Spending by category in June: According to the ABS, “Cafes, restaurants, and takeaway food services had the largest rise, up 2.7 per cent, followed by clothing, footwear, and personal accessory retailing (up 1.3 per cent), and other retailing (up 0.5 per cent). Department stores saw the largest fall, down 3.7 per cent, followed by food retailing (down 0.3 per cent) and household goods retailing (down 0.3 per cent).”

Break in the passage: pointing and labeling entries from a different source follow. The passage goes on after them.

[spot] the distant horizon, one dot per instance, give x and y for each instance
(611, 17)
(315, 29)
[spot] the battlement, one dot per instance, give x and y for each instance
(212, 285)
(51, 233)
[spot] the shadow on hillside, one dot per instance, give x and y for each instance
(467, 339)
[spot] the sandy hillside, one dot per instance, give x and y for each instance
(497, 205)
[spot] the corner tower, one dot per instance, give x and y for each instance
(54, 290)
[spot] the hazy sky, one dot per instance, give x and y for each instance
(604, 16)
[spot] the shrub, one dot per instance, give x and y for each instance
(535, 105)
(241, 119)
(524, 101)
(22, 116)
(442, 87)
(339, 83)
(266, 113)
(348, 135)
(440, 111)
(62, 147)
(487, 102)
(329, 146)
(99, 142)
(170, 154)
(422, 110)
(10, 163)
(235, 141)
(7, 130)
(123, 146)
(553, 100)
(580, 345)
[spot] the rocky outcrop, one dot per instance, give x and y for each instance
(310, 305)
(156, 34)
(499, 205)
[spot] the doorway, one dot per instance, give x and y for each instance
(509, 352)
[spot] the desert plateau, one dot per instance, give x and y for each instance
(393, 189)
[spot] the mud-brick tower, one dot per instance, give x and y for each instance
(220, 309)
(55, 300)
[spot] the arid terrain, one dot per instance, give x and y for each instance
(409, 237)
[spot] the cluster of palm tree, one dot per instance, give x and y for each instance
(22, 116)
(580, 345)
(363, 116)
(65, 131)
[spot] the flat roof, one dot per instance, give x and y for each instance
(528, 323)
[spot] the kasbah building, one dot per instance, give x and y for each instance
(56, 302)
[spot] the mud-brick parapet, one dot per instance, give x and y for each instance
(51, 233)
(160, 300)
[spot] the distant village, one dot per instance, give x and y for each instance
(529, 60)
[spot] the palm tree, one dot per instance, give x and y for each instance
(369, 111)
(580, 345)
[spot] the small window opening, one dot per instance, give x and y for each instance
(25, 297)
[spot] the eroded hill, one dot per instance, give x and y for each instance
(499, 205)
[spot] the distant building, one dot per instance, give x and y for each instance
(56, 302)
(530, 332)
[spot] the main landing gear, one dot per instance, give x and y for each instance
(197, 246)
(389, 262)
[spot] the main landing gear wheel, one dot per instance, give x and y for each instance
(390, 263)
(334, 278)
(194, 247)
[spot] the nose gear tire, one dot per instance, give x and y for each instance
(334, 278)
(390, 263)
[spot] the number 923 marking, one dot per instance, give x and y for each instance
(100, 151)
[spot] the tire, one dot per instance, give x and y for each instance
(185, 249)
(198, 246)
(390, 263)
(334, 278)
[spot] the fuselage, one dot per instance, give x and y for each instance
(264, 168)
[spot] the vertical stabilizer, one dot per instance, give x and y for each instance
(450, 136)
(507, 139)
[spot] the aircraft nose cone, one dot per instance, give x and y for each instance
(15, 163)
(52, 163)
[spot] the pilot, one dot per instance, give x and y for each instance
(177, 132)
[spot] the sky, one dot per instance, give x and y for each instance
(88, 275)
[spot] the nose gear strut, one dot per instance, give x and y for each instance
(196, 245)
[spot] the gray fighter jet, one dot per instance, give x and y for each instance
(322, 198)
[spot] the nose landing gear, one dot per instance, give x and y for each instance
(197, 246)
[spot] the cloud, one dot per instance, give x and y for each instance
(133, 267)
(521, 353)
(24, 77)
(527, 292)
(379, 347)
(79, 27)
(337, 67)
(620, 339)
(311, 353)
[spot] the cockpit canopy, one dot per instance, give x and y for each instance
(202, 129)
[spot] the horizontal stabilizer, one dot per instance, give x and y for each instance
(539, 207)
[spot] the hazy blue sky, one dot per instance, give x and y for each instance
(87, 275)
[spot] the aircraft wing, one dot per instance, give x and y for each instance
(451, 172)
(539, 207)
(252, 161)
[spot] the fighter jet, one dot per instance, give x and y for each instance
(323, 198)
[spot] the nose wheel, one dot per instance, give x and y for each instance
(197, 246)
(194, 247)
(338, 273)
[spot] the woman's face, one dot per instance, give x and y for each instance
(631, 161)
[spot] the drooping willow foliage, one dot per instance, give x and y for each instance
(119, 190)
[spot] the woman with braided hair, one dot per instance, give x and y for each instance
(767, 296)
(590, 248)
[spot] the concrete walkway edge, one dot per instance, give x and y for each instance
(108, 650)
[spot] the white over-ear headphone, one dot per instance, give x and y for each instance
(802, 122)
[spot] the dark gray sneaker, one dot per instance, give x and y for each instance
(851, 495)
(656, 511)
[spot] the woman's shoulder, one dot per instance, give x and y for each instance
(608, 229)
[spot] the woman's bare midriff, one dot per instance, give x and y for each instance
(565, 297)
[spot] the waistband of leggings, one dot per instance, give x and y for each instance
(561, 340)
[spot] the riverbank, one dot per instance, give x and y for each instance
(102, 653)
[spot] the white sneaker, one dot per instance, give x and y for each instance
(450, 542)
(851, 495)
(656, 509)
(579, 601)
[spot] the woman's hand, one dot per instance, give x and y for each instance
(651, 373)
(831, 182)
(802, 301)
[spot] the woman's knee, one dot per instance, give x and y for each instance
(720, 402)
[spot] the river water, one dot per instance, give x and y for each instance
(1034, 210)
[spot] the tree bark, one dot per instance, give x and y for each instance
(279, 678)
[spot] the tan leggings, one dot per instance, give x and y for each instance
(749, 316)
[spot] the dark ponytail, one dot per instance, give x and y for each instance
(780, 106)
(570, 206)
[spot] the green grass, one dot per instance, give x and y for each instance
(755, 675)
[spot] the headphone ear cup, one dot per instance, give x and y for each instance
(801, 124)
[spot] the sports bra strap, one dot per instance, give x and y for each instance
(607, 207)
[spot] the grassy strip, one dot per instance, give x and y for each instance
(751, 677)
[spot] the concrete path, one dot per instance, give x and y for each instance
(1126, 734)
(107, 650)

By states/territories in June: According to the ABS, “Turnover rose in the Northern Territory (up 1.8 per cent), Queensland (up 0.7 per cent), the Australian Capital Territory (up 0.6 per cent), Western Australian up (0.5 per cent) and Tasmania (up 0.5 per cent). New South Wales was the only state or territory where turnover fell, down 0.2 per cent. Retail turnover was relatively unchanged in South Australia and Victoria (0.0 per cent).”
Retail trade – June quarter 2022
In the June quarter, retail trade rose by 1.4 per cent in real (inflation-adjusted) terms to be up 5.5 per cent on the year. Over the past decade retail trade volumes have risen on average by 0.7 per cent per quarter.
Real spending across states and territories: NSW (+1.1 per cent); Victoria (+1.2 per cent); Queensland (+2.4 per cent); South Australia (+1.3 per cent); Western Australia (+1.3 per cent); Tasmania (+2.0 per cent); NT (-0.2 per cent); ACT (flat).
In nominal terms, retail trade grew by 3.2 per cent in the quarter to be up 10.6 per cent on the year.
Retail prices rose by 1.7 per cent in the June quarter, taking annual growth from 3.3 per cent to a 32-year high of 4.8 per cent (fastest pace since March quarter 1990).
In the 2021/22 financial year, retail trade grew by 5.9 per cent with volumes up 2.9 per cent (retail inflation 3.0 per cent). The 2.9 per cent lift in volumes was slightly above the 2.7 per cent decade-average.